Auto-saved in your browser's localStorage on this device only. Nothing is uploaded.
How to use this bcg matrix maker
- Name the portfolio with company + year. BCG matrices age fast — a portfolio that's a Star this year can be a Dog in two.
- Set thresholds before adding products. The defaults (10% growth, 1.0× share) come from 1970s manufacturing. For SaaS, the Star threshold is closer to 30% growth. For mature consumer goods, 5% is enough.
- Add each product with three numbers: market growth %, relative market share (yours ÷ largest competitor), and revenue. Be honest about share — comparing to a tiny competitor inflates your numbers and hides the real picture.
- Read the bubble layout, not just the quadrant labels. A Cash Cow with 80% of your revenue says the future is at risk. A Question Mark consuming 40% of resources says you're making a big bet — make sure it's intentional.
- Export as PNG for boardroom slides, SVG for prints, or JSON to update after the next financial close.

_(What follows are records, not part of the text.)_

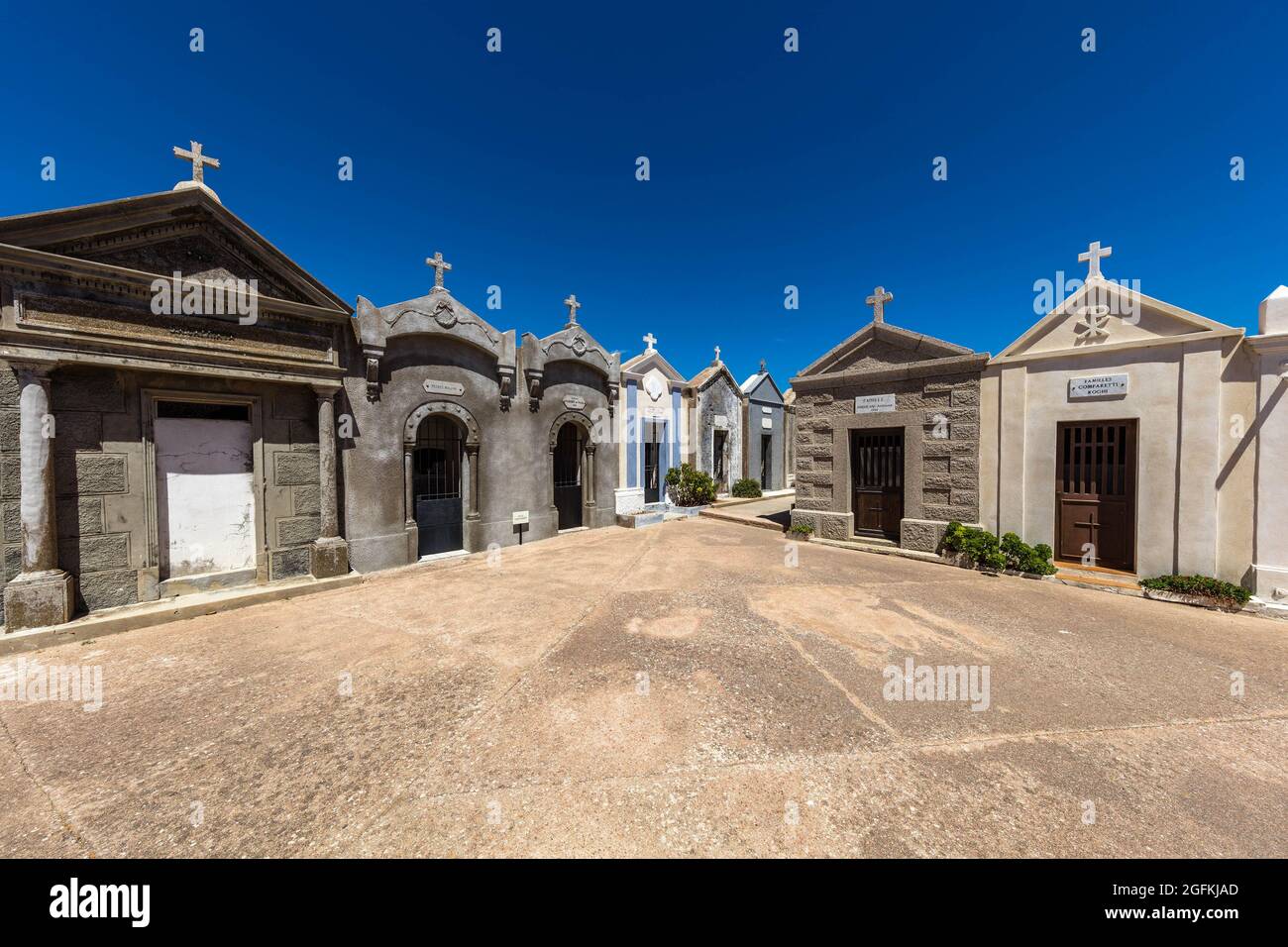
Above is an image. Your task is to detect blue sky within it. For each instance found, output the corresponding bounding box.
[0,3,1288,386]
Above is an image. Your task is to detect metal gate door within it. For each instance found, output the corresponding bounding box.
[850,428,903,543]
[1055,420,1136,573]
[412,416,465,556]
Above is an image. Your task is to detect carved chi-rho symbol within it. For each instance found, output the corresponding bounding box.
[1074,305,1109,342]
[425,250,452,290]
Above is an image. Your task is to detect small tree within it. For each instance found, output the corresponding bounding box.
[666,464,716,506]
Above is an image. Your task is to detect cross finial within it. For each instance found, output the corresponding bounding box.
[867,286,894,322]
[425,250,452,290]
[564,292,581,326]
[174,142,219,184]
[1078,240,1115,279]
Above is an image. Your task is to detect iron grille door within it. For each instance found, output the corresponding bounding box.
[555,421,583,530]
[1055,420,1136,573]
[412,415,465,556]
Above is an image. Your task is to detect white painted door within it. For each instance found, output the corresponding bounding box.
[154,417,255,579]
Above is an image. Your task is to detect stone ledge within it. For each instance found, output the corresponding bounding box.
[0,573,364,656]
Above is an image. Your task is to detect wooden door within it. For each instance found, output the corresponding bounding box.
[850,428,903,543]
[1055,420,1136,573]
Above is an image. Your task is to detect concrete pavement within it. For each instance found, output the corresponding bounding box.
[0,519,1288,857]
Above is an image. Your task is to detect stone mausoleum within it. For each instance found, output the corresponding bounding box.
[791,286,988,552]
[0,143,619,631]
[690,346,746,494]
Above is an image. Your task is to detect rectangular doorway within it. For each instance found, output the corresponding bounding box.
[711,430,729,492]
[850,428,903,543]
[644,421,666,502]
[152,399,255,579]
[1055,420,1136,573]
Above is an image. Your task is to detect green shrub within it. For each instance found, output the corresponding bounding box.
[939,519,1055,576]
[1140,576,1252,608]
[1001,532,1055,576]
[666,464,716,506]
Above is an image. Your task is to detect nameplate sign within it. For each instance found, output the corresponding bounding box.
[1069,374,1127,398]
[854,394,894,415]
[421,378,465,397]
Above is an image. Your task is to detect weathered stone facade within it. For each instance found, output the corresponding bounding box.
[793,323,988,552]
[690,360,744,493]
[0,188,351,630]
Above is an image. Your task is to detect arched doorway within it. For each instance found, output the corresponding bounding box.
[554,421,585,530]
[411,415,465,556]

Frequently asked questions
What is the BCG Matrix?
A 2×2 portfolio framework from Boston Consulting Group that plots business units by market growth (vertical) and relative market share (horizontal) into Stars (invest), Cash Cows (milk), Question Marks (decide) and Dogs (consider exiting). Designed in 1970 to help diversified conglomerates allocate cash between divisions.
What is relative market share?
Your share divided by the largest competitor's share. 1.0× means equal share. Above 1.0× = market leader; below 1.0× = follower. The BCG choice of 'relative' instead of 'absolute' is deliberate — being #2 in a market dominated by a giant is very different from being #2 in a fragmented market.
Should I cut a Dog immediately?
Not always. Dogs (low growth, low share) sometimes have strategic value: they fill a portfolio gap, generate stable cash, or protect a flank in adjacent markets. Cut them when they consume management attention disproportionate to their return — that's the real cost, not the revenue line.
Why do startups rarely use the BCG Matrix?
Because startups usually have one product, not a portfolio. BCG is designed for diversified companies with multiple business units competing for the same internal cash. A startup with one offering and no internal cash allocation problem gets more value from a Lean Canvas or Ansoff Matrix.
What's the difference between BCG and GE-McKinsey?
GE-McKinsey is the 3×3 successor to BCG. Same idea (portfolio plotting) but replaces the simplistic growth/share axes with weighted scores for 'industry attractiveness' and 'competitive strength'. More accurate, more work. Use BCG for a fast back-of-envelope view; GE-McKinsey when you have time to score each dimension properly.